If I saw the saver again , which was usually to try to induce a bigger contribution, I might be asked for an update on what had happened so far and I would whip out a “sales aid” which would show that the vast majority of funds under the management of Hambro Life were outperforming so that there was nothing to worry about.
But the reality was that if the saver asked for a current plan value , they were given two numbers, the first being the notional value of the plan if they didn’t want their money back and the latter being the encashment value. Even with my poor maths, I could see that the encashment value rarely matched the contributions paid, meaning that the savings plan was paying someone else and not the saver.
This is an extreme example of a problem that still besets the financial services industry, We take people’s money and then report on it using other people’s numbers.

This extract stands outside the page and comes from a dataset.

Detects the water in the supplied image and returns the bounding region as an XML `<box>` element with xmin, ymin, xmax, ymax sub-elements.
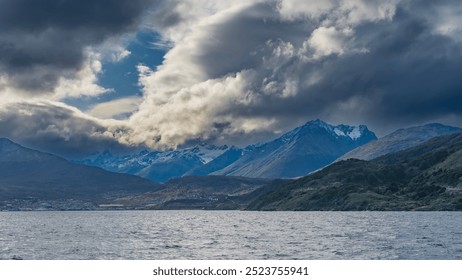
<box><xmin>0</xmin><ymin>211</ymin><xmax>462</xmax><ymax>260</ymax></box>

And the reason is that the fund manager and the intermediary and the saver all have different agendas. Which is why we have platforms.
Fund platforms are there so that investors can see how their investments are doing, not how the funds they invest in are doing – or so I thought.
But this doesn’t seem to be the case. Instead of reporting on how the investors are doing , those who manage platforms and produce these Assessments of Value are still reporting on their assessment of the funds, which is very much like reporting on performance on a test track and not at all about the urban cycle.
How hard is it for vertically integrated platforms to report on experienced returns?
I ask this question of fund platforms and wealth managers because my understanding of modern technology is that it’s quite easy to work out the difference between the experienced return of the saver from the reported returns of the fund manager. You simply look at outcomes.
But when I talk with those who do try to road test funds properly they talk to me of abstract notions such as “model points” and of “charging assumptions” from which they create synthetic outcomes. The complicated models used by performance specialists do not capture the actual experience of savers but an artificial view of what is going on.
I know that many of the models that are out there are sophisticated and can determine ranges of synthetic outcomes based on all kinds of simulations. But they are not based on real life. They cannot capture the granularity of a savers experience nor create insights based on what has actually happened.
And I don’t understand why these models persist when the vertically integrated platform manager now has access not just to the inputs but to the outcomes and can see pretty well everything that is happening to the investment using the platform’s technology.
I just don’t get why some platforms cannot tell the investor what is going on with their money. And I don’t get why AoVs are based on simulations rather than experienced returns.
I am asking as an outsider – would any insider care to comment?
Transparency is a very difficult thing. It requires those offering it to be accountable for not just what has happened , but what is happening. Clearly transparency can’t stop fiascos like the implosion of the Woodford funds but it can make it clear to investors where things are going wrong and where right.
Historically we have fought shy of encouraging investors to take the short view . We tell investors to jump out of the aircraft and trust the parachute and typically the parachute opens. When it doesn’t there is a reserve chute – there are few fatalities.
But investors need to have confidence in the governance of their money, just as the parachutist needs trust in the safety equipment and no amount of jump simulations can compare with an inspection of the actual safety record.
It strikes me that with the technology at the disposal of fund platforms, telling investors how they are actually doing, rather than what their funds are doing , is a much better way of inspiring confidence.